I think truthiness is a very real risk. You have at least two trends playing out here. First group polarization: People converge to parts of the Internet that they agree with, fostering extremism. Related to that, you have news polarization, the market reaction to satisfy the demand for polarized takes on a narrow set of issues--Iraq, U.S. politics, etc. Meanwhile, media is losing an ethic that may have been unique to newspaper people. As Eric Alterman writes in the New Yorker article this week "Out of Print:"

Among the most significant aspects of the transition from "dead tree" newspapers to a world of digital information lies in the nature of "news" itself. The American newspaper (and the nightly newscast) is designed to appeal to a broad audience, with conflicting values and opinions, by virtue of its commitment to the goal of objectivity. Many newspapers, in their eagerness to demonstrate a sense of balance and impartiality, do not allow reporters to voice their opinions publicly, march in demonstrations, volunteer in political campaigns, wear political buttons, or attach bumper stickers to their cars.

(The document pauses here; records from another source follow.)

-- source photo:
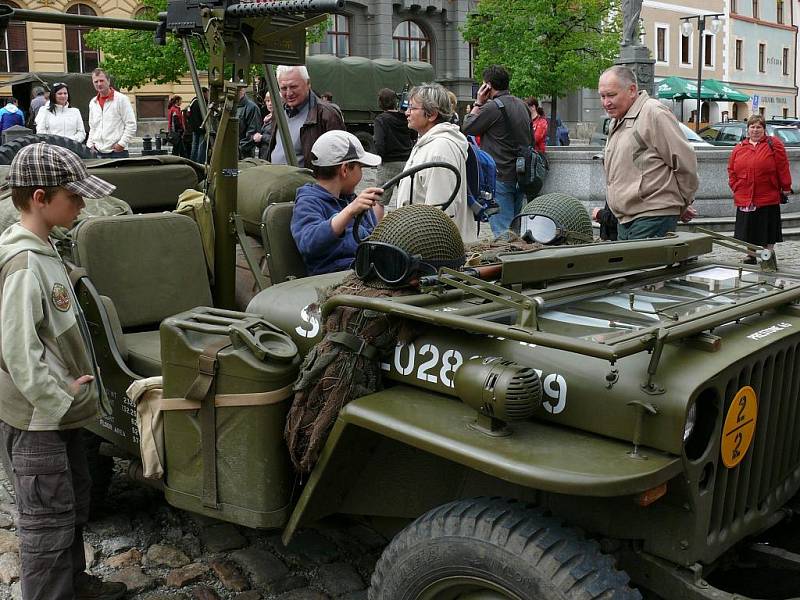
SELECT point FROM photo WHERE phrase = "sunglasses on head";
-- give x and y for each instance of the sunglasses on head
(393, 265)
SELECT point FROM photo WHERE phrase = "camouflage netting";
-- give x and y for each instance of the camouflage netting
(567, 212)
(97, 207)
(332, 374)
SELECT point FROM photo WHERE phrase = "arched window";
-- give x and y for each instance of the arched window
(14, 46)
(411, 43)
(80, 59)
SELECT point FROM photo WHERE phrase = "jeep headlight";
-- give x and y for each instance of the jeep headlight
(691, 420)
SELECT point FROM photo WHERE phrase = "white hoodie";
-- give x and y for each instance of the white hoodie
(65, 121)
(444, 142)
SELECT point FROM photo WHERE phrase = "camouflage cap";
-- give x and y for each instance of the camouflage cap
(47, 165)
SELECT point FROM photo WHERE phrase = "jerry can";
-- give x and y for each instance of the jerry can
(228, 380)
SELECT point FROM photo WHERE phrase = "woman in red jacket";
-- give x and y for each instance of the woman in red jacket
(176, 125)
(758, 172)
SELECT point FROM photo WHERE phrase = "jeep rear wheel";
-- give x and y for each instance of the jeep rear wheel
(494, 548)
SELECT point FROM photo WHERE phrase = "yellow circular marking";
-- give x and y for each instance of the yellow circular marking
(739, 427)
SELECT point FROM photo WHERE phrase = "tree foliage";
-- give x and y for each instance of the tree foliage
(550, 47)
(133, 59)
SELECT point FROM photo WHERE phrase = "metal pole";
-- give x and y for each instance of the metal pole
(701, 26)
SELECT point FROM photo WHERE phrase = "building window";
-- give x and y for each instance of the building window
(151, 107)
(338, 41)
(686, 50)
(738, 54)
(662, 50)
(411, 43)
(80, 58)
(14, 46)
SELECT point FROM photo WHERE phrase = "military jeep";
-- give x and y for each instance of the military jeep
(593, 421)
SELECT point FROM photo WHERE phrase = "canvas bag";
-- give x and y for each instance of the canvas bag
(532, 167)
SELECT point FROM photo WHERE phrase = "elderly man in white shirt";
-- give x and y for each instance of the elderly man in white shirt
(112, 122)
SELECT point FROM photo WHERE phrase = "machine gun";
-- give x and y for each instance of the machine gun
(237, 35)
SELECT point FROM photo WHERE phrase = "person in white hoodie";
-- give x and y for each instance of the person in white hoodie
(429, 113)
(57, 117)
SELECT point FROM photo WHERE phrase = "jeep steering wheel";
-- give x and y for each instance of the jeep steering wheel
(408, 173)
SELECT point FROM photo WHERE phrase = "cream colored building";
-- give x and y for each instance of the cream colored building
(45, 47)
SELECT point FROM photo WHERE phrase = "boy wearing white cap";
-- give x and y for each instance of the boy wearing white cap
(324, 212)
(46, 377)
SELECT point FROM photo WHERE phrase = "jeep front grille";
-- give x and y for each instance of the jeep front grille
(764, 478)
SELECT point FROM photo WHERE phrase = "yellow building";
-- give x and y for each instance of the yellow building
(61, 48)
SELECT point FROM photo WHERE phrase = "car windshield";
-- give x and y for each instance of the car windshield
(690, 134)
(788, 135)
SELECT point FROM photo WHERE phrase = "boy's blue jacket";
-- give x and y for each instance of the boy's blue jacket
(322, 250)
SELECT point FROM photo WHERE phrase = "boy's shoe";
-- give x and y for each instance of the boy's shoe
(89, 587)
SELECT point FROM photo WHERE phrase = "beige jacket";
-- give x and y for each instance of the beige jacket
(651, 170)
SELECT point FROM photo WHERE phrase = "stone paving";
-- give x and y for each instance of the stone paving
(164, 553)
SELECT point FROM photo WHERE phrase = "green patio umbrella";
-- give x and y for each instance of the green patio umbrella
(719, 90)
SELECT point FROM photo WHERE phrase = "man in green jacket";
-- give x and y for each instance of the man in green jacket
(651, 170)
(47, 377)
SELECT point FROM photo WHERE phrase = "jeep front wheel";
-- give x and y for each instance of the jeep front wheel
(494, 548)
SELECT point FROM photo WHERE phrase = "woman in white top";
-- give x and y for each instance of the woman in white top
(57, 117)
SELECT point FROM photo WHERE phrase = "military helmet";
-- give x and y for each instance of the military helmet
(409, 242)
(423, 230)
(567, 222)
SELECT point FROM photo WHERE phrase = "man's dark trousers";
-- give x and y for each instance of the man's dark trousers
(53, 487)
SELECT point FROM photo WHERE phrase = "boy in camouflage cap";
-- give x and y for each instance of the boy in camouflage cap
(46, 375)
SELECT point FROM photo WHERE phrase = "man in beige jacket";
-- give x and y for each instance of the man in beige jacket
(651, 170)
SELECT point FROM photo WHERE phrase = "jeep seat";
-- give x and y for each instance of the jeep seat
(284, 260)
(150, 266)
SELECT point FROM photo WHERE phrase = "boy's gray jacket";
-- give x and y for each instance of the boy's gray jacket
(41, 347)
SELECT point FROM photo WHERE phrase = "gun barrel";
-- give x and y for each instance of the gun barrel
(283, 7)
(7, 13)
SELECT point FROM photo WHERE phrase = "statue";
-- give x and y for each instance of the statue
(631, 9)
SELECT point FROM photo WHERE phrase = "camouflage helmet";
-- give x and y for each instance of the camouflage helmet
(568, 214)
(421, 230)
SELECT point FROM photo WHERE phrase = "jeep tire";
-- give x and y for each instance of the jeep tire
(9, 151)
(494, 548)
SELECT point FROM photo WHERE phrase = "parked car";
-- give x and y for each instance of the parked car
(730, 133)
(599, 137)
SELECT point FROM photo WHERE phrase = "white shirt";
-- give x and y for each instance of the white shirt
(115, 123)
(65, 121)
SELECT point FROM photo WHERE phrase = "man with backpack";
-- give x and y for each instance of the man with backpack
(504, 124)
(11, 115)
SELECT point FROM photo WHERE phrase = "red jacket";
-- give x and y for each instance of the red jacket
(540, 134)
(758, 173)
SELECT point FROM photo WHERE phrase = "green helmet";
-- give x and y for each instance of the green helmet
(423, 230)
(571, 220)
(408, 243)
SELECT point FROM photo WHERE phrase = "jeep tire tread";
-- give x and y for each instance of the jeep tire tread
(498, 547)
(9, 151)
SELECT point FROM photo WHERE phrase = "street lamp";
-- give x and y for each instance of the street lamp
(686, 30)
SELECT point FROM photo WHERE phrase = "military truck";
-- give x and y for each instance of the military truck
(355, 82)
(593, 419)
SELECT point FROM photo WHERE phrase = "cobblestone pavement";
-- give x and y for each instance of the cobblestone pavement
(164, 553)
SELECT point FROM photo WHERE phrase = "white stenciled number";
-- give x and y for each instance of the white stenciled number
(555, 388)
(422, 372)
(408, 368)
(311, 324)
(451, 361)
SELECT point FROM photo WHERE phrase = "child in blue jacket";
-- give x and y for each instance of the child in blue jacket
(324, 212)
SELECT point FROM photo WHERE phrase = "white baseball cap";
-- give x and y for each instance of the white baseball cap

By contrast, new media is very much about satisfying the desire for opinions on why things matter and what should we expect. Alterman writes:

Rupert Murdoch, in a speech to the American Society of Newspaper Editors, in April, 2005—two years before his five-billion-dollar takeover of Dow Jones & Co. and the Wall Street Journal—warned the industry’s top editors and publishers that the days when “news and information were tightly controlled by a few editors, who deigned to tell us what we could and should know,” were over. No longer would people accept “a godlike figure from above” presenting the news as “gospel.” Today’s consumers “want news on demand, continuously updated. They want a point of view about not just what happened but why it happened. . . . And finally, they want to be able to use the information in a larger community—to talk about, to debate, to question, and even to meet people who think about the world in similar or different ways.”